Let’s start with transactions, since they form the basis of an economy. Status is part of our system for competing over scarce resources, so it should be no surprise that it participates in so many of our daily transactions. Some examples:
We trade status for favors (and vice versa). This is so common you might not even realize it, but even the simple act of saying “please” and “thank you” accords a nominal amount of status to the person doing the favor. The fact that status is at stake in these transactions becomes clear when the pleasantries are withheld, which we often interpret as an insult (i.e., a threat to our status).
An apology is a ritual lowering of one’s status to compensate for a (real or perceived) affront. As with gratitude, withholding an apology is perceived as an insult.
We trade status for information (and vice versa). This is one component of “powertalk,” as illustrated in the Gervais Principle series.
We trade status for sex (and vice versa), which often goes by the name “seduction.” Sometimes even the institution of marriage functions as a sex-for-status transaction. Dowries illustrate this principle by working against it — they reinforce class/caste systems by making it harder for high-status men to marry low-status women.
We reward employees in the form of institutionalized status (titles, promotions, parking spots), which trade off against salary as a form of compensation.
We can turn money into status by means of conspicuous consumption, or status into money by means of endorsement (i.e., being paid to lend status to an endeavor).
But the part that I found the most interesting was the idea of defining communities via their status standards:
Previously we defined status with respect to a community, but we could also flip it around:
A community is a group of people who agree on how to measure status among their members.
In other words, it’s a group of people who share a common status currency. Silicon Valley, for example, is a community oriented around a particular way of measuring status — the ability to influence the growth of engineering companies. But Silicon-Valley status won’t buy you anything in Hollywood — unless you convert it to something that makes sense in the Hollywood economy. (Financial wealth usually does the trick).
This definition allows us not only to draw boundaries between communities (porous and fuzzy though they may be), but also allows us to discuss the strength of a community, i.e., the level of agreement about how to measure status. Google, for example, is a fairly strong community insofar as Googlers agree on how to measure status among themselves, but Google engineering might be an even stronger community.
Treating communities as “status-currency blocs” helps explain how there’s relatively free trade (at low transaction costs) within the community — and also how trade is distorted across community boundaries. The fluctuating ‘exchange rates’ and asymmetric information make cross-community interaction more difficult. When a Google VP walks into a meeting with some employees from Facebook, say, everyone will be unsure about their relative statuses, and the group will have to spend time and effort (and a lot of posturing) in order to figure it out.

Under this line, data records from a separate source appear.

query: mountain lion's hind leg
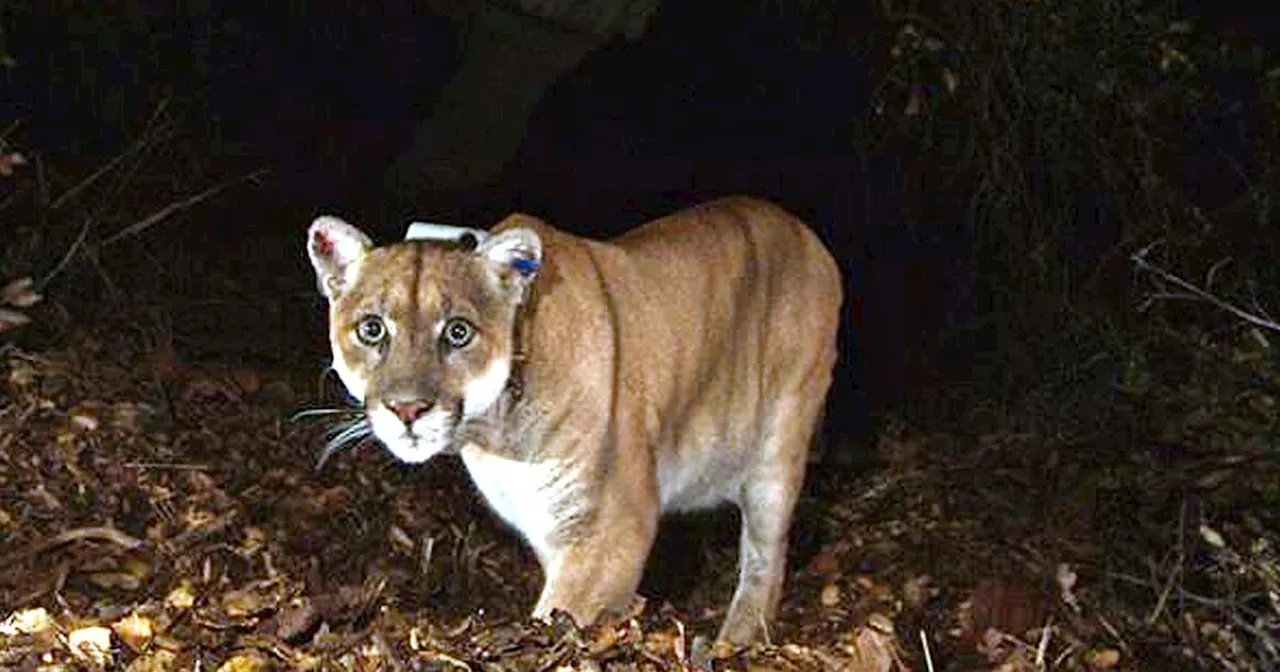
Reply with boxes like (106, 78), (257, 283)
(718, 388), (826, 645)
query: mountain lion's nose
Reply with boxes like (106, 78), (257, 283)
(387, 399), (431, 425)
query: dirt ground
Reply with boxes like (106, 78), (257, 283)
(0, 162), (1280, 672)
(0, 270), (1274, 671)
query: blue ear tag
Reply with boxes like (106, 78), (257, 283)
(511, 259), (543, 278)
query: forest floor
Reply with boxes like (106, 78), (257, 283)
(0, 270), (1280, 672)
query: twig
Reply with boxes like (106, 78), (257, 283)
(1129, 243), (1280, 332)
(920, 630), (933, 672)
(5, 525), (143, 564)
(99, 168), (269, 248)
(120, 462), (212, 471)
(49, 99), (177, 210)
(36, 216), (93, 293)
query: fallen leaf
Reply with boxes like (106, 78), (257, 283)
(1085, 649), (1120, 669)
(0, 308), (31, 333)
(124, 649), (178, 672)
(818, 582), (840, 608)
(0, 607), (54, 636)
(111, 613), (155, 652)
(218, 652), (266, 672)
(164, 581), (196, 609)
(67, 626), (111, 667)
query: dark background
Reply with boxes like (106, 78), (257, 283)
(0, 0), (1280, 450)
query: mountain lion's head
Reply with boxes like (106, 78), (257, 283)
(307, 216), (541, 462)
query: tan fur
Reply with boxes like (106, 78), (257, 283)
(308, 197), (841, 644)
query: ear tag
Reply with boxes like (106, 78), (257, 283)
(404, 221), (489, 250)
(511, 259), (543, 278)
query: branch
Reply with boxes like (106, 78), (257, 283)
(1129, 243), (1280, 332)
(99, 169), (269, 247)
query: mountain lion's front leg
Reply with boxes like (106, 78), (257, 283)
(534, 506), (658, 626)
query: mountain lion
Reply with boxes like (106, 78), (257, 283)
(307, 197), (841, 644)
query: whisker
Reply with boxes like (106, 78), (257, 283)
(315, 416), (374, 471)
(289, 408), (364, 422)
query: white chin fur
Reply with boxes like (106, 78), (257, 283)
(369, 403), (453, 465)
(462, 360), (511, 417)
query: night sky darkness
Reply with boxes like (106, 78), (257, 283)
(0, 0), (1280, 445)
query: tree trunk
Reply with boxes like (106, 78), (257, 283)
(387, 4), (648, 219)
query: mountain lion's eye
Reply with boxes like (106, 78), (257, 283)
(356, 315), (387, 346)
(442, 317), (476, 348)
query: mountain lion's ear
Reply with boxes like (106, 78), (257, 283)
(475, 227), (543, 289)
(307, 215), (374, 300)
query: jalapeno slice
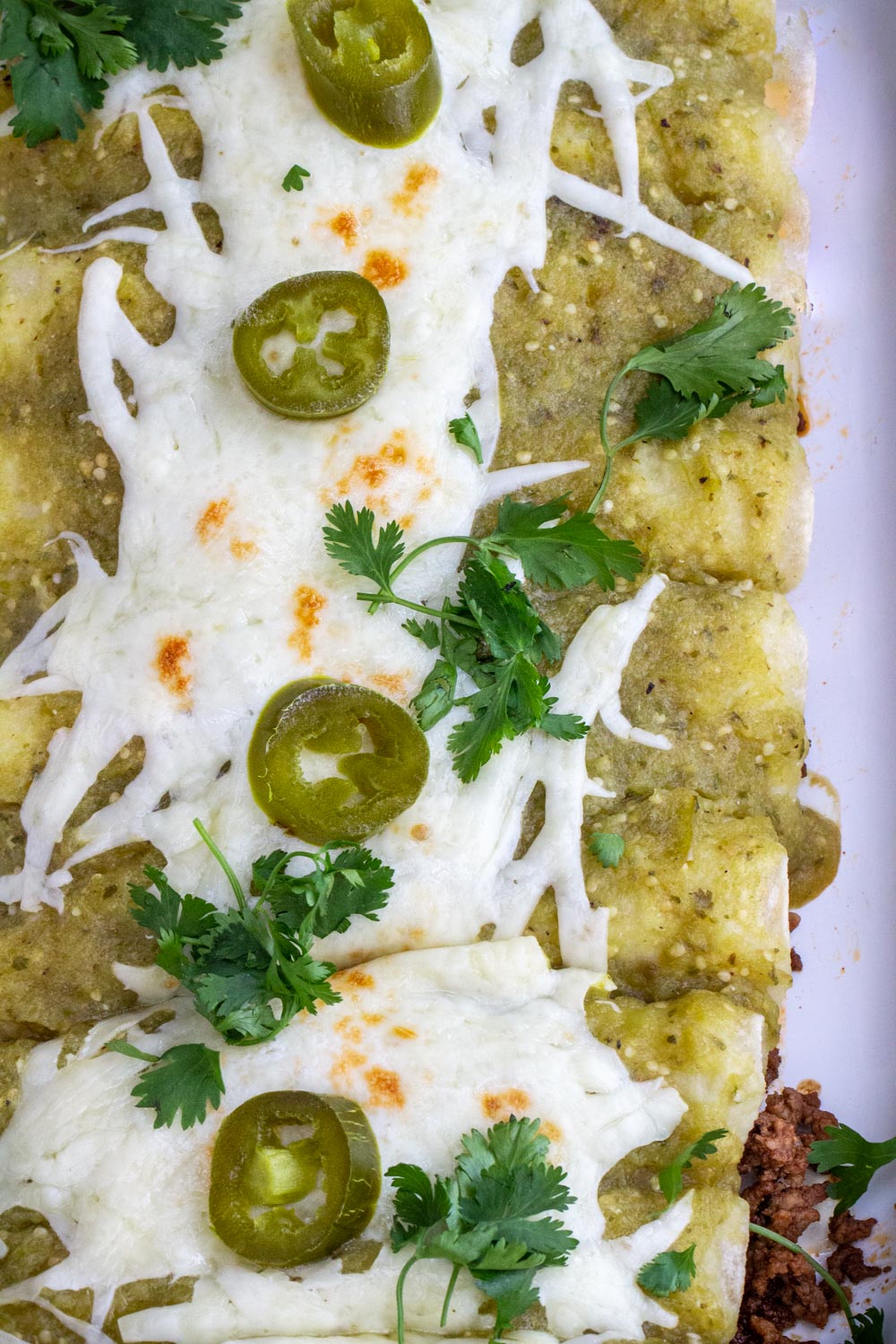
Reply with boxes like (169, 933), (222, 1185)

The “currency bloc” metaphor also helps explain both the benefits and the costs of institutional re-orgs. Merging two organizations, for example, can increase economic efficiency (by standardizing on a single status currency and thereby facilitating more interaction/trade), but the integration will also require some ‘repricing’ — with resistance from everyone who loses out.

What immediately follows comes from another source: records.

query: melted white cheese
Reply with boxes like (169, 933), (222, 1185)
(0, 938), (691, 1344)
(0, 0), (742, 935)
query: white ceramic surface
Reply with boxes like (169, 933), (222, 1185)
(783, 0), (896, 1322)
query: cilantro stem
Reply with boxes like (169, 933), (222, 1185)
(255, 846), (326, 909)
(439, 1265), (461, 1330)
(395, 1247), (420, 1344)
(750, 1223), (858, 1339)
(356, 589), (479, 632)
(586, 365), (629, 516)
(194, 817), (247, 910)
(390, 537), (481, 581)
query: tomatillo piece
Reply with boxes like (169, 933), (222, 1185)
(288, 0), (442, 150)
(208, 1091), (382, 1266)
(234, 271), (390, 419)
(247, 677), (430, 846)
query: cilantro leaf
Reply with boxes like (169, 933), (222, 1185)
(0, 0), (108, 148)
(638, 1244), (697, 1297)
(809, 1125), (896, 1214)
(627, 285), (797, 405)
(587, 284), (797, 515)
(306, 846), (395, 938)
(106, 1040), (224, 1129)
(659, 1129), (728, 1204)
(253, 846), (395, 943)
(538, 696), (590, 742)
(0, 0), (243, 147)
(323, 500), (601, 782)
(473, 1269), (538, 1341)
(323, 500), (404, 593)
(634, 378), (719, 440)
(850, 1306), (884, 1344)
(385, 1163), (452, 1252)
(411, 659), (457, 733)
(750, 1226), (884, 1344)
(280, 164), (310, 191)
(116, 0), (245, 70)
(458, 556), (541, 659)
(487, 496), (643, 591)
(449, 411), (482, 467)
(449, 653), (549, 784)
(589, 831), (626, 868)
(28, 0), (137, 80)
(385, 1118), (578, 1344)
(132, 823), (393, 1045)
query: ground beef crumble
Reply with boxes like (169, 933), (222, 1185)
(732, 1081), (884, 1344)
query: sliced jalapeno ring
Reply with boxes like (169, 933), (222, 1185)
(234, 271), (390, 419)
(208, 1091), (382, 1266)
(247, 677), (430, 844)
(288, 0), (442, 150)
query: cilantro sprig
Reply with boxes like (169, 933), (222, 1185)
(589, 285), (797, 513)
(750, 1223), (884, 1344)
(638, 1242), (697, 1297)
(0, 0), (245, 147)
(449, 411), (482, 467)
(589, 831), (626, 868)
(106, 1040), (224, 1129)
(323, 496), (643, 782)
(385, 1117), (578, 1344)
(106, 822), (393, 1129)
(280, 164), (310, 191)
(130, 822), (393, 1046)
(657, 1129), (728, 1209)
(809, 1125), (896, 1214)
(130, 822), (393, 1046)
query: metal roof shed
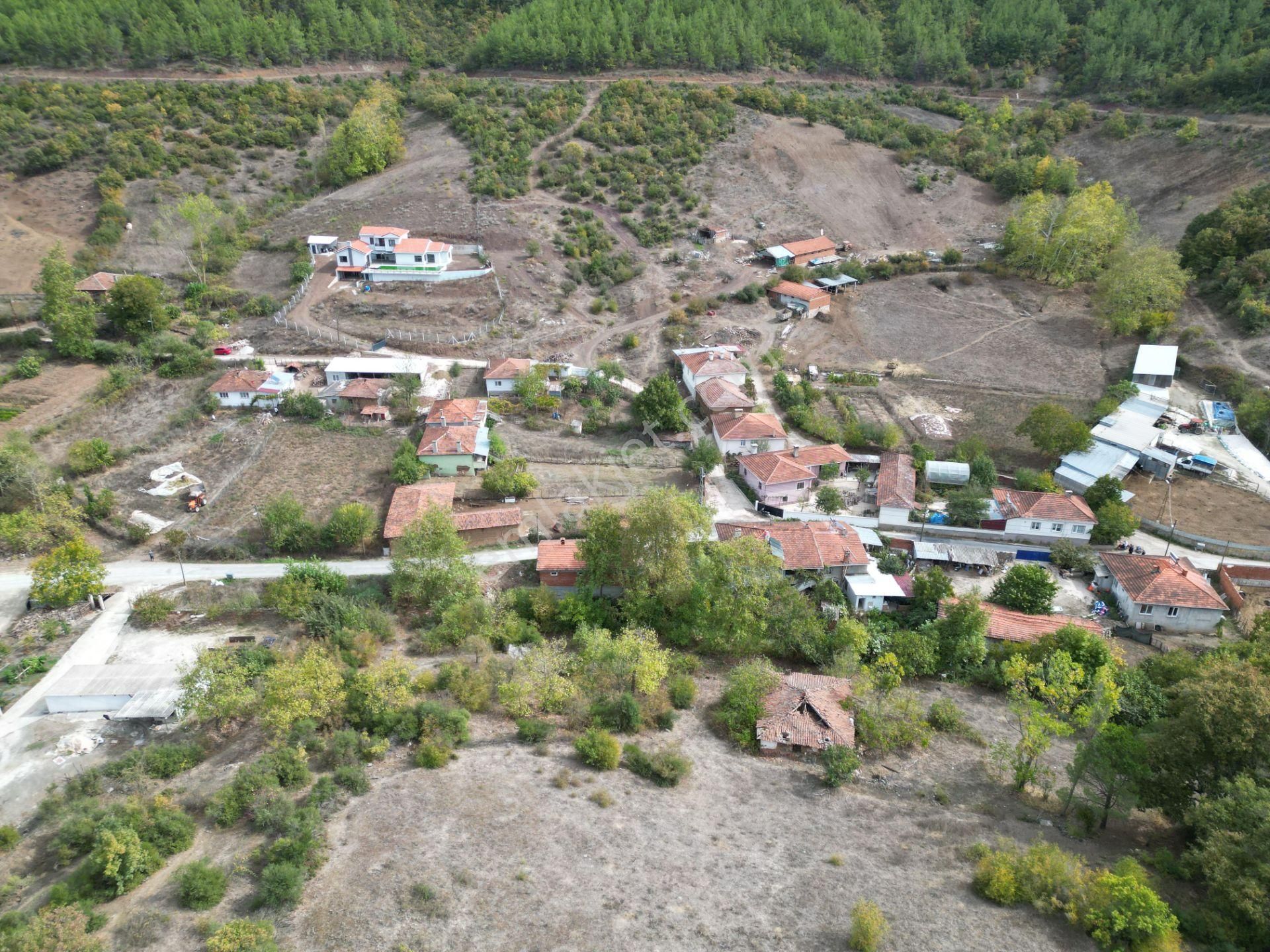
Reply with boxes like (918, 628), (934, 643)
(926, 459), (970, 486)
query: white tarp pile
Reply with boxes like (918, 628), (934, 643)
(128, 509), (171, 536)
(56, 731), (105, 756)
(138, 463), (203, 496)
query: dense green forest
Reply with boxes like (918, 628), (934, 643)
(0, 0), (515, 66)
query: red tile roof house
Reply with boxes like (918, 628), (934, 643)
(696, 377), (754, 414)
(737, 443), (851, 505)
(940, 598), (1105, 643)
(980, 487), (1099, 542)
(207, 367), (296, 409)
(75, 272), (123, 301)
(679, 350), (749, 393)
(537, 538), (587, 595)
(876, 453), (917, 526)
(384, 480), (523, 552)
(710, 409), (786, 456)
(767, 280), (831, 317)
(754, 672), (856, 756)
(1093, 552), (1226, 632)
(483, 357), (533, 396)
(715, 520), (868, 582)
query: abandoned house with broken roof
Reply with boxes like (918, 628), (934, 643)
(754, 672), (856, 756)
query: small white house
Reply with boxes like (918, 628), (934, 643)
(988, 487), (1099, 542)
(1093, 552), (1226, 632)
(679, 350), (748, 393)
(207, 367), (296, 407)
(710, 410), (787, 456)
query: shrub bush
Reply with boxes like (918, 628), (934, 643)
(132, 592), (177, 626)
(665, 674), (697, 711)
(622, 744), (692, 787)
(175, 859), (229, 912)
(573, 727), (622, 770)
(516, 717), (555, 744)
(335, 764), (371, 797)
(255, 863), (305, 909)
(847, 898), (890, 952)
(820, 744), (860, 787)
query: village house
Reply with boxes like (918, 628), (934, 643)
(537, 538), (587, 595)
(737, 443), (851, 505)
(483, 357), (533, 396)
(754, 672), (856, 756)
(715, 520), (868, 582)
(710, 410), (786, 456)
(678, 349), (749, 393)
(758, 235), (838, 268)
(767, 280), (829, 317)
(875, 453), (917, 526)
(207, 367), (296, 407)
(940, 598), (1103, 643)
(75, 272), (123, 301)
(696, 377), (754, 414)
(384, 480), (454, 555)
(979, 486), (1099, 542)
(1093, 552), (1226, 632)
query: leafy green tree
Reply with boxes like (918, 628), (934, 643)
(1015, 404), (1093, 456)
(480, 456), (538, 499)
(30, 538), (105, 608)
(988, 563), (1058, 614)
(321, 84), (405, 188)
(389, 506), (479, 612)
(816, 486), (847, 516)
(1085, 476), (1124, 513)
(631, 372), (689, 433)
(1089, 501), (1142, 546)
(1093, 244), (1190, 335)
(1066, 723), (1151, 830)
(1002, 182), (1138, 287)
(105, 274), (171, 340)
(1183, 774), (1270, 948)
(34, 241), (97, 359)
(323, 502), (374, 555)
(261, 493), (318, 552)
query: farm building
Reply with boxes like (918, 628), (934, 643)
(758, 235), (838, 268)
(1133, 344), (1177, 389)
(767, 280), (829, 317)
(926, 459), (970, 486)
(207, 367), (296, 407)
(696, 377), (754, 414)
(875, 453), (917, 526)
(940, 598), (1103, 643)
(44, 664), (181, 721)
(979, 486), (1099, 542)
(482, 357), (533, 396)
(754, 672), (856, 756)
(325, 357), (428, 383)
(710, 409), (786, 456)
(679, 349), (749, 393)
(75, 272), (123, 301)
(737, 443), (853, 505)
(1093, 552), (1226, 632)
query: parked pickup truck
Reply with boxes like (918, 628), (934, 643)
(1177, 456), (1216, 476)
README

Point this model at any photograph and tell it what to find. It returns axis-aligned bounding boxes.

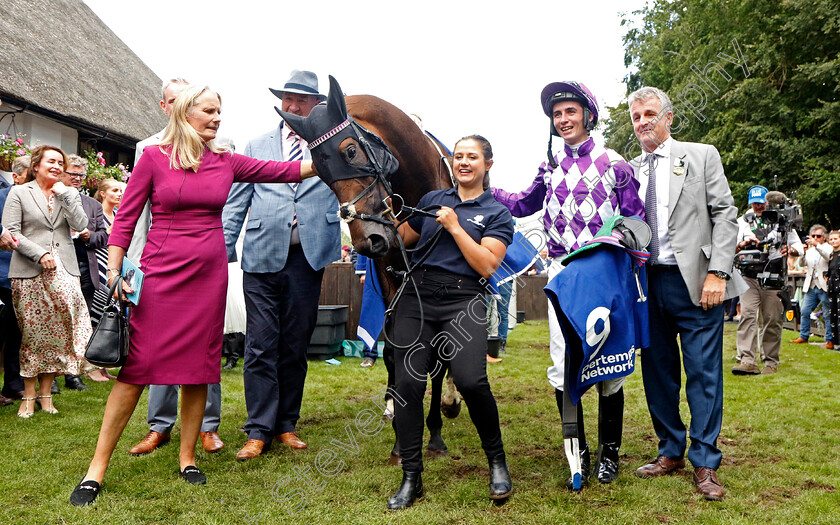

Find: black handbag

The article has a lot more.
Some groups really are much less hierarchical than others, though. Think kids in middle school/high school at one end of the continuum and flat-structured silicon valley startups at the other end. (Paul Graham: “I never had to manage anyone in our startup, even though I was the president. The other hackers were my peers, and would have given me the raspberry if I’d tried to “manage” them. We operated by consensus.”)

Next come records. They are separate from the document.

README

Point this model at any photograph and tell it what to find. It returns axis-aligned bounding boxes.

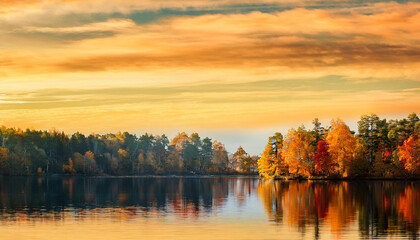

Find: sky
[0,0,420,154]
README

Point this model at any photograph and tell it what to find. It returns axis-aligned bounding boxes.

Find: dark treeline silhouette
[0,126,258,175]
[0,126,257,175]
[0,176,258,220]
[0,176,420,239]
[258,113,420,179]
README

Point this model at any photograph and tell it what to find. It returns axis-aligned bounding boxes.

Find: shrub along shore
[0,113,420,180]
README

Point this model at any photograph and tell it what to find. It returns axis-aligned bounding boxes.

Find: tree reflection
[258,181,420,238]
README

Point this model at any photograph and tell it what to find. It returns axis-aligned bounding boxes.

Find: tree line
[258,113,420,179]
[0,126,258,175]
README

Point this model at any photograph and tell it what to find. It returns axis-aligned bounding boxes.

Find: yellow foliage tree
[326,119,356,177]
[398,134,420,174]
[258,143,275,179]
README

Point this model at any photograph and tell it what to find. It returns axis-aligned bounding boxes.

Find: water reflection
[258,181,420,239]
[0,177,420,239]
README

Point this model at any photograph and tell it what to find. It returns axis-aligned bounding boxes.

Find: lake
[0,176,420,240]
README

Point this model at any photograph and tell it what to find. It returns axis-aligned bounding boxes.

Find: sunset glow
[0,0,420,153]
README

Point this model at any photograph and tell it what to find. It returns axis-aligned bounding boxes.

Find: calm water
[0,177,420,240]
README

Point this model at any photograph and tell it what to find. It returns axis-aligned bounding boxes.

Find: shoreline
[0,173,420,182]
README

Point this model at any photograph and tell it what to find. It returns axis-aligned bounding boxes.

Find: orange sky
[0,0,420,153]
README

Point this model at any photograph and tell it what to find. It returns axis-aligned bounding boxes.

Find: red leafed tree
[398,136,420,174]
[313,141,334,175]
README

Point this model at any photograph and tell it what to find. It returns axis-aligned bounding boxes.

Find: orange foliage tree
[314,141,335,175]
[283,127,315,177]
[398,134,420,174]
[326,119,356,177]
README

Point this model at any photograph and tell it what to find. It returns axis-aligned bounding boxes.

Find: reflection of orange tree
[258,181,356,235]
[398,185,420,225]
[327,182,356,235]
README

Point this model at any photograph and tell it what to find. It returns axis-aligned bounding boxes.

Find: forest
[0,113,420,179]
[0,126,257,175]
[258,113,420,179]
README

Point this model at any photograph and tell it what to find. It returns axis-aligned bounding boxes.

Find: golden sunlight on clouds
[0,0,420,135]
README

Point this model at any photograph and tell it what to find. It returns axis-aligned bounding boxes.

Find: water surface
[0,177,420,240]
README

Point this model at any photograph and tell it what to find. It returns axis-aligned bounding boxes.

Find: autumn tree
[326,119,356,177]
[398,134,420,175]
[357,114,388,165]
[258,132,288,179]
[258,143,275,179]
[211,140,229,172]
[314,141,336,175]
[283,126,315,177]
[229,146,249,170]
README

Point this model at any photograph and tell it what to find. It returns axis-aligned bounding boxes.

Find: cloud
[0,3,420,79]
[21,19,136,33]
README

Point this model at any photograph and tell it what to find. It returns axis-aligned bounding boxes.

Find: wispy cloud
[0,0,420,142]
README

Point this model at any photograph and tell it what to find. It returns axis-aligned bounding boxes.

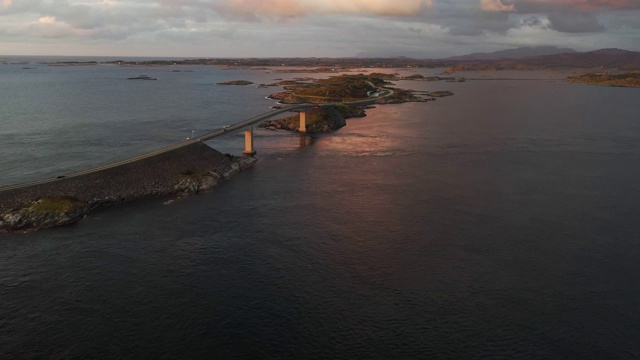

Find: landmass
[0,142,256,232]
[567,72,640,87]
[259,73,453,134]
[216,80,253,86]
[127,75,158,80]
[269,74,426,104]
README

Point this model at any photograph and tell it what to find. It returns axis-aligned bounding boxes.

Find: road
[0,89,393,192]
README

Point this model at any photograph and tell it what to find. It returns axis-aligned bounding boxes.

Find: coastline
[0,143,257,232]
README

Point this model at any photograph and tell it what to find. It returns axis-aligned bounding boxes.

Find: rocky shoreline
[0,143,257,232]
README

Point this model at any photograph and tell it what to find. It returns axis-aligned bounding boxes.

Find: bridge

Maybe as you get to be Google/Facebook-sized there’s more pressure for hierarchy to develop?
I found myself disagreeing with a lot in the article.
For example, he defines status as social influence, then interprets a number of things as a loss of status, while in fact they are means of increasing influence. The most clear example is an apology. An apology can increase your influence. More generally, acting submissive to someone can greatly increase your influence over them.
That is a useful idea, though I’d tweak it a little. Define a community by some shared set of measures of social status, but don’t claim a comprehensive consistency on social status between members. I go social dancing a lot. Dancing well increases your social status. We share that in common. But we all certainly don’t agree on a comprehensive measure of social status.
Great article. Money is a sort of distilled modern extension to social status that lets us cooperate with complete strangers by assigning them an “effective status”. Something like money is neccesary when the social graphs become very sparse, because we otherwise won’t know how much to cooperate with our (largely unknown) neighbors.
A thought: Think of the relative influence of money and social status as an exchange rate. The less connected a social structure is, the more status ambiguity, and the greater the relative influence of money?